Cameroonians decide Sunday.

As campaigns end midnight Saturday, citizens to vote candidate of their choice Sunday

The anxiety of the last few years over Cameroon’s future for the next seven years will be decided on Sunday, October 12. A college of a little over eight million potential voters will decide who from among the ten candidates running for the election, should be the country’s next Head of State.



Though the Constitutional Council had declared twelve qualified to run for Sunday’s poll, in the course of two weeks of campaigning, the number of candidates has dropped to ten. 

This follows an alliance that saw Barrister Akere Muna, candidate of the UNIVERS party, and Ateki Seta Caxton of the Liberal Alliance Party, PAL, drop out of the race in support of Bello Bouba Maigari of the National Union for Democracy and Progress, UNDP.

The Akere and Ateki support for Bello has failed to fire up popular support for the UNDP candidate. Going to the poll on Sunday, the turn of things on the campaign trail point to the election being a two-horse race. 

Incumbent Head of State, Paul Biya, of the CPDM party, and Issa Tchiroma Bakary of the FSNC, are the two candidates projected to get the highest number of votes.

Tchiroma has been the candidate of surprises, electrifying the national triangle with campaign rallies that have attracted thousands. How that translates to results will be known after Sunday, when voters must have made their choice.

The FSNC presidential candidate has throughout the campaign been sized up as the person who filled the opposition void created by the absence of Prof Maurice Kamto of MRC. 

Kamto, who came second in the 2018 presidential poll, scoring close to 15 percent of votes cast, was barred from the race by the Constitutional Council. 

For those betting for change, Tchiroma is the candidate whose message has touched them. 

As forceful as Tchiroma has been on the campaign trail, Biya’s CPDM, which enjoys an intimidating national presence, is banking on its huge grassroots support to renew the mandate of incumbent Paul Biya.

 

Unusual year for voters in Grand North…

Unlike in previous presidential polls, the clean sweep the CPDM has enjoyed, that easily gave Bya victory, is under threat this year. Two sons of the three Northern Regions, Issa Tchiroma and Bello Bouba, running for the nation’s top job, means votes will be split.

Analysts are saying as citizens vote on Sunday, the three candidates to share the spoils most in the Adamawa, North and Far North Regions will be President Biya, Issa Tchiroma, and Bello Bouba. It will also be the first time in recent years that the Far North Region is not having the highest number of potential voters.

Thus, candidates will also be counting on the Centre Region, which has over 1.4 million potential voters, to ease their hope for victory.
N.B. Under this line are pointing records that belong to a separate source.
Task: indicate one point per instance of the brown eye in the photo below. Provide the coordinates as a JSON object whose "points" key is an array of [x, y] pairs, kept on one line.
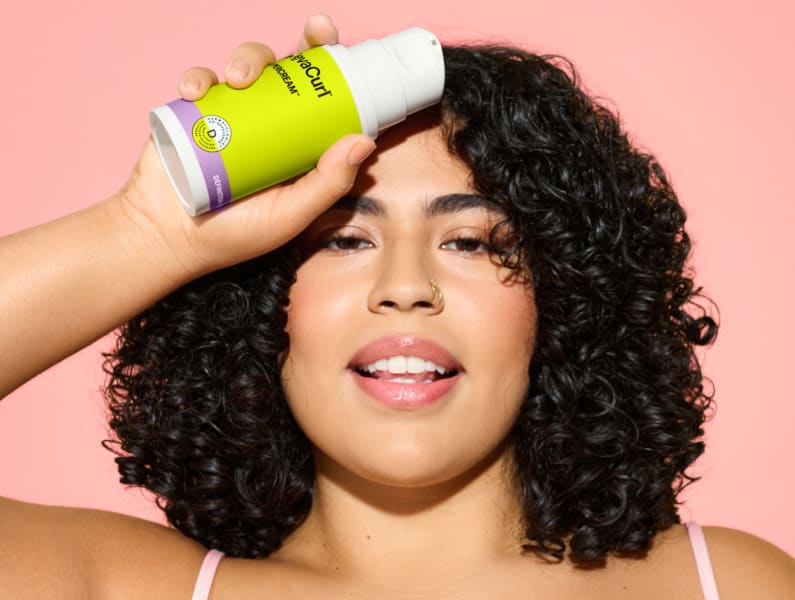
{"points": [[467, 245], [344, 243]]}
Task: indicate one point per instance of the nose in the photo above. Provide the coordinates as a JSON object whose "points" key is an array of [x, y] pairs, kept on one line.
{"points": [[405, 285]]}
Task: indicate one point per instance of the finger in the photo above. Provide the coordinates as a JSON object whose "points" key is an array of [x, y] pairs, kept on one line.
{"points": [[246, 64], [301, 202], [195, 82], [318, 30]]}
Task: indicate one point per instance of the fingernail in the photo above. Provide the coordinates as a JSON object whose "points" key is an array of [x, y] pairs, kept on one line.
{"points": [[238, 69], [193, 85], [360, 151]]}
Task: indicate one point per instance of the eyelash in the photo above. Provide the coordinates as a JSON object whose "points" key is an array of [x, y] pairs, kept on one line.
{"points": [[344, 243]]}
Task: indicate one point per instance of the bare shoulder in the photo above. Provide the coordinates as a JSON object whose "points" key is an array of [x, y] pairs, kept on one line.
{"points": [[49, 551], [747, 566]]}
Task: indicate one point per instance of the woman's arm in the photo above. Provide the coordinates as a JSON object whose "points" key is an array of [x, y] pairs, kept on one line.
{"points": [[66, 283]]}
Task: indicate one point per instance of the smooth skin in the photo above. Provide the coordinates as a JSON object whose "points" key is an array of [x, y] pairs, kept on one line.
{"points": [[456, 541]]}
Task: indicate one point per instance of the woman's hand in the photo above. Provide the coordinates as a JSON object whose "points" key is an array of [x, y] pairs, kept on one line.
{"points": [[71, 281], [259, 223]]}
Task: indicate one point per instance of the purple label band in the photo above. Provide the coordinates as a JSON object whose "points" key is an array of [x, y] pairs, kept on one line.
{"points": [[211, 163]]}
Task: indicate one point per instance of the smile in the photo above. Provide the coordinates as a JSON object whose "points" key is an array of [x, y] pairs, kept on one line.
{"points": [[405, 369]]}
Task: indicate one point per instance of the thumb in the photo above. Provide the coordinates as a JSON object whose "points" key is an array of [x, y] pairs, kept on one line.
{"points": [[311, 194]]}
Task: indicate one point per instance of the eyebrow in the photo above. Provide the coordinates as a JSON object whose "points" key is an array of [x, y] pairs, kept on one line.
{"points": [[448, 203]]}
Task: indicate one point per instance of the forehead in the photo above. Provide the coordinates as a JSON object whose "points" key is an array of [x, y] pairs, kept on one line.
{"points": [[410, 158]]}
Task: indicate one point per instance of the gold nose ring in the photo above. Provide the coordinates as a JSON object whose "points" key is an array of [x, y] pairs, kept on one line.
{"points": [[437, 300]]}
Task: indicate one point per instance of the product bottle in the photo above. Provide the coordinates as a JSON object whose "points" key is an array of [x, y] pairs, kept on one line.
{"points": [[232, 143]]}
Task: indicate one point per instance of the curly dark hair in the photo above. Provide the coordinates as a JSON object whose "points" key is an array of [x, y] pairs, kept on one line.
{"points": [[614, 413]]}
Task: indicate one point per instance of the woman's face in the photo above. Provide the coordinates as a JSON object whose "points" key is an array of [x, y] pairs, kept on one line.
{"points": [[389, 384]]}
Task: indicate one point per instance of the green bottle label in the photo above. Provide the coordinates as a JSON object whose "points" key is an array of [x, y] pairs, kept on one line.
{"points": [[273, 130]]}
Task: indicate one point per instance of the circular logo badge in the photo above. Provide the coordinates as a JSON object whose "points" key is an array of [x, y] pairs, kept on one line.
{"points": [[212, 133]]}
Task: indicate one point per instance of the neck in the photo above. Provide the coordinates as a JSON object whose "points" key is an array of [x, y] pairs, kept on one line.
{"points": [[388, 533]]}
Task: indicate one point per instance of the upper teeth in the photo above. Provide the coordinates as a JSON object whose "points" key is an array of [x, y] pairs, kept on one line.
{"points": [[403, 364]]}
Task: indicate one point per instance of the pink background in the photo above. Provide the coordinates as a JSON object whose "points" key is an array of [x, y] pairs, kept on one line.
{"points": [[706, 86]]}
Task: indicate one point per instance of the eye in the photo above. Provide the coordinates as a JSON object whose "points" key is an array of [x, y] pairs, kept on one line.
{"points": [[468, 245], [340, 242]]}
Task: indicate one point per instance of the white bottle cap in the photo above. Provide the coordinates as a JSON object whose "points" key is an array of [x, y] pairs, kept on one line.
{"points": [[402, 74]]}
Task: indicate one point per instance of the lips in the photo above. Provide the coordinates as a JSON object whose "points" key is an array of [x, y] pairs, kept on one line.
{"points": [[405, 371]]}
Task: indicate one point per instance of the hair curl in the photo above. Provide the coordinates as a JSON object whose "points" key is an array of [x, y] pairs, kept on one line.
{"points": [[614, 413]]}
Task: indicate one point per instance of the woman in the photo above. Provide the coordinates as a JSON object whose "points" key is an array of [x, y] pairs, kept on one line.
{"points": [[469, 373]]}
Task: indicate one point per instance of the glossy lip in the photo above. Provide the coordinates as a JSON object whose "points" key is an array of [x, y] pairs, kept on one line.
{"points": [[405, 395]]}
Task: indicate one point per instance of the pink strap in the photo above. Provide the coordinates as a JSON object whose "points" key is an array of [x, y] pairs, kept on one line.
{"points": [[206, 575], [699, 544]]}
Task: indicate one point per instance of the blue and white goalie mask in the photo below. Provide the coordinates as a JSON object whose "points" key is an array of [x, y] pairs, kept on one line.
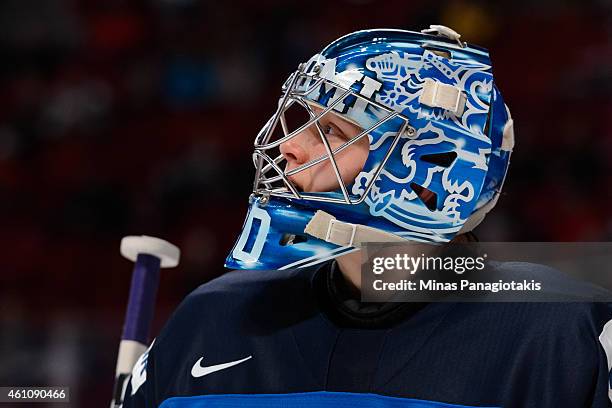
{"points": [[438, 141]]}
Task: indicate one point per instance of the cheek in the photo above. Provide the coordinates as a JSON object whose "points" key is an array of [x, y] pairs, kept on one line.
{"points": [[350, 163]]}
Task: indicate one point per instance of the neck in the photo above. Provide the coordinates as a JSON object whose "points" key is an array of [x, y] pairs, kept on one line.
{"points": [[350, 264]]}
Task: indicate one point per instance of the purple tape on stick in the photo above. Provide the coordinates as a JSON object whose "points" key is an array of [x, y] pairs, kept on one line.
{"points": [[145, 280]]}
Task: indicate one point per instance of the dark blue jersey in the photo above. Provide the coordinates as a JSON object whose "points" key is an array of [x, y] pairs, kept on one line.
{"points": [[297, 338]]}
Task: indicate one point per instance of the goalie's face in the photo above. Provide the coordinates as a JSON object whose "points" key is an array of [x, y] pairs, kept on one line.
{"points": [[308, 145]]}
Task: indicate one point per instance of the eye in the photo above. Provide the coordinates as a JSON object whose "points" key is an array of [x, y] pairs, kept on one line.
{"points": [[332, 130]]}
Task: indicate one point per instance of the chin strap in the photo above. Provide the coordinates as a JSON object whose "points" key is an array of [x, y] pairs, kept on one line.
{"points": [[326, 227]]}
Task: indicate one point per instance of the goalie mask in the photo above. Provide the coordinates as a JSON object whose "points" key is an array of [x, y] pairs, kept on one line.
{"points": [[439, 138]]}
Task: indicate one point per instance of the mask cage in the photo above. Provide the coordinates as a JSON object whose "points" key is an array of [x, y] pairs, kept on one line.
{"points": [[270, 176]]}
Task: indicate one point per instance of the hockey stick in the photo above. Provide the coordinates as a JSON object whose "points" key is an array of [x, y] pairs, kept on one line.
{"points": [[149, 254]]}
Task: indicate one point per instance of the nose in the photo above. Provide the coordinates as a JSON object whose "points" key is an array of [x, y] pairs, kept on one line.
{"points": [[294, 150]]}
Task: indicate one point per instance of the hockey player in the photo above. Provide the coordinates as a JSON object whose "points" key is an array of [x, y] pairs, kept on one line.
{"points": [[403, 137]]}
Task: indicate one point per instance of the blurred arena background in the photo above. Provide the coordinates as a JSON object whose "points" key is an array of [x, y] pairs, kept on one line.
{"points": [[137, 117]]}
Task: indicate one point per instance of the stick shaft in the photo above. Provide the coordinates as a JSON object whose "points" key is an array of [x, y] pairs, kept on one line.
{"points": [[141, 303]]}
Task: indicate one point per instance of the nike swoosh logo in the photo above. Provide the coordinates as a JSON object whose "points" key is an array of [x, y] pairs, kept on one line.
{"points": [[198, 371]]}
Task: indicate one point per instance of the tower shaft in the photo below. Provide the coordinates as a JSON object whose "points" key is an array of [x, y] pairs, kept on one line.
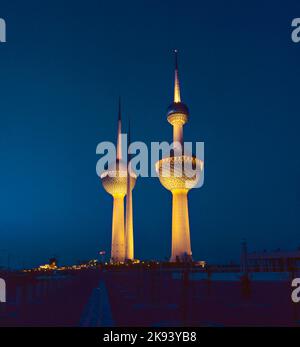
{"points": [[178, 133], [129, 248], [118, 242], [181, 244]]}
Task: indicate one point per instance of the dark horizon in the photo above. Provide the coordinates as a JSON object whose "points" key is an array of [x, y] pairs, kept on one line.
{"points": [[62, 71]]}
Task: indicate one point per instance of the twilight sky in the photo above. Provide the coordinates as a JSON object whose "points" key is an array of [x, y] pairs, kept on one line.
{"points": [[61, 71]]}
Thus, what happens in Yaounde and Douala in terms of the people’s choice will also greatly influence the outcome of Sunday’s poll.

 

Signs of voter enthusiasm

Unlike in recent years when voter apathy has remained a headache, the election of Sunday is already enjoying huge enthusiasm among potential voters. 

The atmosphere, it is already being said, could result in more persons showing up at the over 31,000 polling stations at home and abroad, to choose a new Head of State.

In the last couple of days, several potential voters have been crowding offices of elections management body, Elections Cameroon, ELECAM, to collect their voters’ cards. 

That thousands of citizens are making last minute moves to get their voters’ cards, observers say, is in response to the several calls from candidates in the race and civil society for massive participation in the election.

 

Cabral, Bello, Osih campaign energy not enough?

Less than 48 hours to voting day, pundits say the campaign energy of Candidates Bello Bouba of UNDP, Osih Joshua of SDF, and Cabral Libbi of PCRN, has not met expectations.

Except for Bello, who only returned to the race after decades of supporting Biya, Cabral Libii, who was a sensation in 2018, has not matched the crowds he attracted seven years back. 

Osih too is viewed to have campaigned with a party that is still healing from internal conflicts, limiting its ability to fully exploit its potential. Whatever happens after Sunday’s poll, the SDF and PCRN candidates are also pictured to emerge among the first five in the race.

The lone woman in the race, Hermine Patricia Tomaino Ndam Njoya of the Cameroon Democratic Union, CDU, has also made several in routes in her campaigns. Her weight nationally will only be known when the results are out.

Other candidates such as Serge Espoir Matomba, Pierre Kwemo, Jacques Hagbe and Hiram Iyodi Samuel have already been ruled out of the victory pot. 

Their campaigns have not been intensive like that of other big names in the race. Whatever decision citizens take through the ballot box Sunday, the results will be known latest October 27, in line with Article 137 of the Electoral Code.